Sa bonne humeur était telle, le vin de bordeaux aide, que les comparutions immédiates ont été menées légèrement : deux peines de prison sur 10 alors qu’ en temps ordinaire, il arrive à au moins 4 sur 10. Même le tunisien accusé de vente de stupéfiants pour la troisième fois, ainsi que l’homme accusé d’insultes renouvelées à agent sur la voie publique ont échappé à la case prison.

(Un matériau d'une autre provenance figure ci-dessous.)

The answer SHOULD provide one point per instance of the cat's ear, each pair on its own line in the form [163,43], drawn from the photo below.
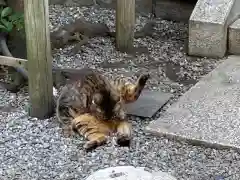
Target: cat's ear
[97,98]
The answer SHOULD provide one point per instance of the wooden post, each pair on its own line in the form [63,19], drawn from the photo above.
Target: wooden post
[125,25]
[39,58]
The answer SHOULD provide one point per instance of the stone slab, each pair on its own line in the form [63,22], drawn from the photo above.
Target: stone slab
[234,37]
[209,113]
[128,173]
[148,103]
[208,27]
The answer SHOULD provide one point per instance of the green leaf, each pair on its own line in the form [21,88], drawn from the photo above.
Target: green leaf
[3,28]
[10,27]
[6,12]
[4,22]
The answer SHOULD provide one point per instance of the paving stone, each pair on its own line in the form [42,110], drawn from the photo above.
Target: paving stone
[208,27]
[208,114]
[148,103]
[234,37]
[128,173]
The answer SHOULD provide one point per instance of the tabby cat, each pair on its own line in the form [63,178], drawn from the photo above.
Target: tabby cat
[93,100]
[92,93]
[97,130]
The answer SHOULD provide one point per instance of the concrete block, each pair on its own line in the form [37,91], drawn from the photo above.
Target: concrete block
[148,103]
[208,27]
[208,114]
[234,37]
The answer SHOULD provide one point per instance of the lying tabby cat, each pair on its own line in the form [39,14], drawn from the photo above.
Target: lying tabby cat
[96,130]
[93,100]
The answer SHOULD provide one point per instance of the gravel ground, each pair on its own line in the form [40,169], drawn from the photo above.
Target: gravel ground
[35,149]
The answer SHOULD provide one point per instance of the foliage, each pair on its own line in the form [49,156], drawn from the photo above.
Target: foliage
[10,19]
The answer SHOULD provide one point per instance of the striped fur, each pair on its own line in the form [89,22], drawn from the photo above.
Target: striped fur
[96,130]
[90,118]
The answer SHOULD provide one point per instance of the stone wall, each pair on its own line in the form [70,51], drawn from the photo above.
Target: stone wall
[177,10]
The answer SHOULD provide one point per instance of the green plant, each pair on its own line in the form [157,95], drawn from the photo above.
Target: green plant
[10,19]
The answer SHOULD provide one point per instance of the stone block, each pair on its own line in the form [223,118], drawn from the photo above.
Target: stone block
[148,103]
[208,114]
[208,27]
[128,173]
[234,37]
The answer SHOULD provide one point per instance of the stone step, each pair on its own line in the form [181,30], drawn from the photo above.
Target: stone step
[208,25]
[234,37]
[209,113]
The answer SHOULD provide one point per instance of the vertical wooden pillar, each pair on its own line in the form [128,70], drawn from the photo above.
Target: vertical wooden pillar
[125,24]
[39,58]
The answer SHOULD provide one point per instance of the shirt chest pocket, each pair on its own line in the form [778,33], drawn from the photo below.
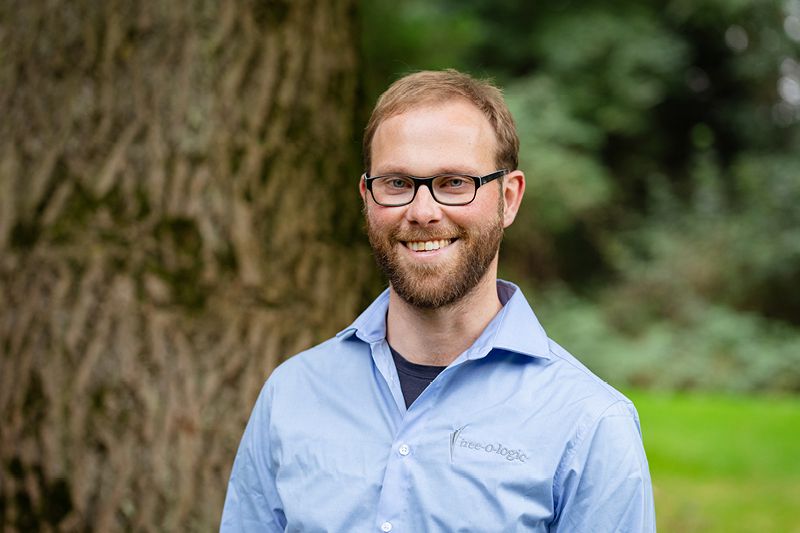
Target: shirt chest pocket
[495,486]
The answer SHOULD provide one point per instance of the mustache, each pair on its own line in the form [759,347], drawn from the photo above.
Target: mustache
[427,235]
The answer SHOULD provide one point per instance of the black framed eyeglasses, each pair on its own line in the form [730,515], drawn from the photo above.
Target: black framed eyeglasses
[395,190]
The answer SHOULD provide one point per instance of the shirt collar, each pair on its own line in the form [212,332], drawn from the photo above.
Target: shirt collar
[515,328]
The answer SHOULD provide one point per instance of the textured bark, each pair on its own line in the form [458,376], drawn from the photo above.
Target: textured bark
[178,213]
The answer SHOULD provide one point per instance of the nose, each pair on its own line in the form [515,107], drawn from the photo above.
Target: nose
[424,210]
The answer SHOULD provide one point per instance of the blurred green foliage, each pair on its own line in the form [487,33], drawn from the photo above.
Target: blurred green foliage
[661,141]
[720,463]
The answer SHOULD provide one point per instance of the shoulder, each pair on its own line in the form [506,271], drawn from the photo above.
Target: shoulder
[593,398]
[338,358]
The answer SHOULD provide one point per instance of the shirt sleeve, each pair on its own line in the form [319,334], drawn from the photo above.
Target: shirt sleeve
[252,502]
[604,484]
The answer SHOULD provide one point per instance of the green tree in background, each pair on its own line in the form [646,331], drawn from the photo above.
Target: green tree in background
[662,149]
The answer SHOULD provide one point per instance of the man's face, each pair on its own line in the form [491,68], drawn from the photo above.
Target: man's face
[432,139]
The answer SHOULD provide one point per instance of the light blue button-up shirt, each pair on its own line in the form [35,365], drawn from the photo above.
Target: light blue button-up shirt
[514,435]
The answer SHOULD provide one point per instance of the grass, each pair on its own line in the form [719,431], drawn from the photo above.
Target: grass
[723,464]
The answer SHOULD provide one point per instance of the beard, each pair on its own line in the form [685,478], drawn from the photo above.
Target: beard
[428,286]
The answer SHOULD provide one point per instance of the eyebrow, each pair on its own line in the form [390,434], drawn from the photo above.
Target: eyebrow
[439,170]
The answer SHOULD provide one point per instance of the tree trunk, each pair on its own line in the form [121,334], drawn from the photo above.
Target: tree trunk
[178,213]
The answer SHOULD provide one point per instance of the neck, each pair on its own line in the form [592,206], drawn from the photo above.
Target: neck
[439,336]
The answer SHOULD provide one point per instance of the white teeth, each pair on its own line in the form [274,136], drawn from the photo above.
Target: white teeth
[419,246]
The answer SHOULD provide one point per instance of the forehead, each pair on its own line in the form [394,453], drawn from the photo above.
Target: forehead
[434,137]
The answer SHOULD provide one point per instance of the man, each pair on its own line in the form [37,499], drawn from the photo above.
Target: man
[444,406]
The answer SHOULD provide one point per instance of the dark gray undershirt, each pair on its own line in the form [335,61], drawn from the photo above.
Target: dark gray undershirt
[414,378]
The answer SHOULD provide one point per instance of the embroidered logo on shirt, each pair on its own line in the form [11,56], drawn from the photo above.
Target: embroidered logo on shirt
[509,454]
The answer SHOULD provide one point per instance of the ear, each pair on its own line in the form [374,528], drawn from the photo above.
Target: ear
[513,189]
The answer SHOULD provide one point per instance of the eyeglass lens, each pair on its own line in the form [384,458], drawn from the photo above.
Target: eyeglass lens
[447,189]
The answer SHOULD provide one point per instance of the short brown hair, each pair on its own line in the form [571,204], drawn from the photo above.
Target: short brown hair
[430,86]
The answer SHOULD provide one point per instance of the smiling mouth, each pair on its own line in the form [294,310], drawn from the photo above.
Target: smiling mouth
[427,246]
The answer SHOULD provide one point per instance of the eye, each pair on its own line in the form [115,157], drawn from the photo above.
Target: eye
[453,182]
[398,183]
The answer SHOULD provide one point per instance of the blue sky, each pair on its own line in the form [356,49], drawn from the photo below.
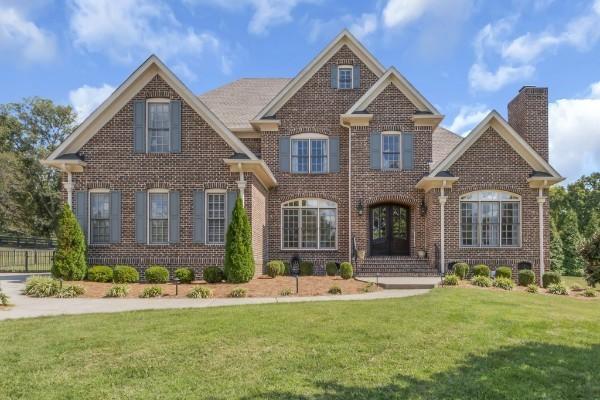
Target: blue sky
[465,56]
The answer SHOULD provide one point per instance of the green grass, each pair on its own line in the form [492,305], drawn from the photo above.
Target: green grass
[448,344]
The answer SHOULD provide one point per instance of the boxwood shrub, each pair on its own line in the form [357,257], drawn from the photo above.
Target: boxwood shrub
[125,274]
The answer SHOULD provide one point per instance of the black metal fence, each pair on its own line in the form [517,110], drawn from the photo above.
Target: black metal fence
[16,260]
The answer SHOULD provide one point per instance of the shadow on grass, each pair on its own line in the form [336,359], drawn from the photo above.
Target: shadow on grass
[531,371]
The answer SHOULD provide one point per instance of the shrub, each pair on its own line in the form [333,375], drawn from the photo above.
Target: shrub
[531,288]
[125,274]
[504,272]
[275,268]
[157,274]
[482,281]
[38,286]
[152,291]
[331,268]
[526,277]
[117,291]
[69,259]
[70,291]
[200,292]
[557,288]
[213,274]
[239,261]
[335,289]
[238,292]
[461,270]
[100,273]
[184,274]
[346,271]
[481,270]
[550,278]
[451,280]
[504,283]
[306,268]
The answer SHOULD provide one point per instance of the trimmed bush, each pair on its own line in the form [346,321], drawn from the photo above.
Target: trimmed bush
[504,283]
[157,274]
[331,268]
[238,292]
[213,275]
[346,270]
[125,274]
[504,272]
[117,291]
[526,277]
[152,291]
[100,273]
[200,292]
[550,278]
[481,281]
[481,270]
[306,268]
[185,274]
[461,270]
[557,288]
[451,280]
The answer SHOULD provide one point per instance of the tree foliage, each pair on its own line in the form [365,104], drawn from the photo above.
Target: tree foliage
[239,260]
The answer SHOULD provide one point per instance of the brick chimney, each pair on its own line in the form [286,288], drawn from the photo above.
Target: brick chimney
[528,115]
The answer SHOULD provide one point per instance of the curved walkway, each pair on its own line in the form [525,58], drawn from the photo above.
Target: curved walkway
[28,307]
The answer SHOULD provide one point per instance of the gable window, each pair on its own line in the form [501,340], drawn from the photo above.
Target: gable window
[100,217]
[309,224]
[158,215]
[490,219]
[345,77]
[159,126]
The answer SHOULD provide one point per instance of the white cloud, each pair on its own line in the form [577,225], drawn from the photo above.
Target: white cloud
[574,127]
[23,37]
[467,118]
[86,98]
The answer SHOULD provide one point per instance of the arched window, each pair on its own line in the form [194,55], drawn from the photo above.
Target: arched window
[490,218]
[309,224]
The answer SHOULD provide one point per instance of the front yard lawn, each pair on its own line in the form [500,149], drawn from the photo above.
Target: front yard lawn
[452,343]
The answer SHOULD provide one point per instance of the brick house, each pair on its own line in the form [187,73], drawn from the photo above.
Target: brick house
[346,161]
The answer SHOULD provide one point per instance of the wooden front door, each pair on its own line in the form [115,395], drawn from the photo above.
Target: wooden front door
[389,230]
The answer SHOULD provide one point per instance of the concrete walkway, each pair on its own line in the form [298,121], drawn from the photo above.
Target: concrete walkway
[27,307]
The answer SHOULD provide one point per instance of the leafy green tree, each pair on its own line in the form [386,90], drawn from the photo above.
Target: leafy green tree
[69,258]
[239,260]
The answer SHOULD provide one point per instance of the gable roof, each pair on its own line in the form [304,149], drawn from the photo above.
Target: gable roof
[238,102]
[516,141]
[392,76]
[345,38]
[127,90]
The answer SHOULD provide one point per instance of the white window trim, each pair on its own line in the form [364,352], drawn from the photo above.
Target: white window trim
[309,137]
[478,201]
[151,191]
[89,228]
[318,248]
[351,67]
[206,193]
[148,102]
[391,133]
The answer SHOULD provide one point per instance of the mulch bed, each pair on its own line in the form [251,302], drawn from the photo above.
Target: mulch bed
[263,286]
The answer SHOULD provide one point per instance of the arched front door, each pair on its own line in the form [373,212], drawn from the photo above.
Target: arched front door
[389,230]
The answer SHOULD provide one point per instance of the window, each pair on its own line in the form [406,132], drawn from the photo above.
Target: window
[215,204]
[490,219]
[309,224]
[345,77]
[309,154]
[158,204]
[159,125]
[99,217]
[390,150]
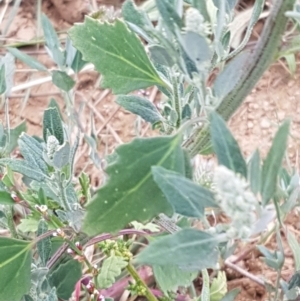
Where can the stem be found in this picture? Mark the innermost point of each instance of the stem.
(10, 221)
(176, 101)
(132, 271)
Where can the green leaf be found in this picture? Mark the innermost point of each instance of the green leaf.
(111, 268)
(44, 245)
(15, 262)
(14, 135)
(28, 225)
(191, 250)
(186, 197)
(295, 247)
(272, 164)
(62, 80)
(28, 60)
(52, 41)
(2, 80)
(65, 277)
(254, 172)
(131, 193)
(170, 277)
(160, 55)
(140, 106)
(52, 123)
(52, 295)
(218, 287)
(117, 54)
(5, 198)
(61, 156)
(225, 146)
(230, 296)
(32, 152)
(23, 168)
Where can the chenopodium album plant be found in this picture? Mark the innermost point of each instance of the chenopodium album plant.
(149, 179)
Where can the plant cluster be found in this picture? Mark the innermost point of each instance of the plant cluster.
(75, 241)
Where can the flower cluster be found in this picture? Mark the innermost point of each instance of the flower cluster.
(194, 21)
(236, 200)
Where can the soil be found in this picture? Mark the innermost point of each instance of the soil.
(275, 98)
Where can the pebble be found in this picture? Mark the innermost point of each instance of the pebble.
(265, 124)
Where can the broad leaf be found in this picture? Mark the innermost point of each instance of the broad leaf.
(272, 164)
(28, 60)
(191, 250)
(254, 172)
(52, 41)
(117, 54)
(131, 193)
(32, 152)
(15, 262)
(226, 147)
(140, 106)
(5, 198)
(62, 80)
(44, 245)
(52, 124)
(111, 268)
(186, 197)
(170, 277)
(65, 277)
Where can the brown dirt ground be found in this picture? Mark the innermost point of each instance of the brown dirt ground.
(275, 98)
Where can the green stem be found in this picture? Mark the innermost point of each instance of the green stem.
(132, 271)
(10, 221)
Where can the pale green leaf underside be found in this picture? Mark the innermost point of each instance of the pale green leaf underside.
(15, 261)
(186, 197)
(111, 268)
(117, 54)
(191, 250)
(131, 193)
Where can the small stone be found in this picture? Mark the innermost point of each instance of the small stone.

Oui, monsieur le juge était en grande forme : ouvert, cordial et bienveillant.

 

PS : prochain texte, jeudi.

 

29 avril 2021

Conseiller financier

Je suis conseiller financier au Crédit Bilatéral. J’écoute plus que je ne donne de conseils. Au début, ça me paraissait bizarre, je pensais que dans un poste comme celui-ci, j’allais être obligé de parler 80 % du temps pour aligner les avantages du crédit B ou du placement C. Eh bien non. Depuis le COVID – et même avant - les clients passent leur temps à me parler d’eux. J’ai même des confessions. Par exemple, avant-hier après midi, une cliente venue vérifier où en était son épargne et comment elle pourrait investir son petit capital en prévisison d’un divorce, s’est mise instantanément à me parler de ses problèmes avec son mari. Pourquoi à moi ? Allez savoir. Heureusement, aucune demande particulière hors contrat n’a fait suite à sa liste de plaintes. Sinon, aurais-je pu dire non ? Elle n’était pas mal cette cliente : grande, élancée, brune, les yeux verts, bref, le genre de femme qui ne passe pas inaperçue.

Ce jour-là, a suivi un homme, 50 ans, grand aussi, mais le regard triste. Si ces placements lui ont fait poser question sur question pendant 20 minutes, ensuite il m’a parlé de sa tentative de suicide. J’aurais préféré ne pas savoir pourquoi, car cela m’a tristement rappelé mon propre cas. Il est impuissant. De père en fils, a-t-il ajouté, comme si l’impuissance était dans les gênes ! Je n’ai rien dit et, 15 minutes plus tard, j’ai sonné l’heure de la fin, le client suivant m’attendait.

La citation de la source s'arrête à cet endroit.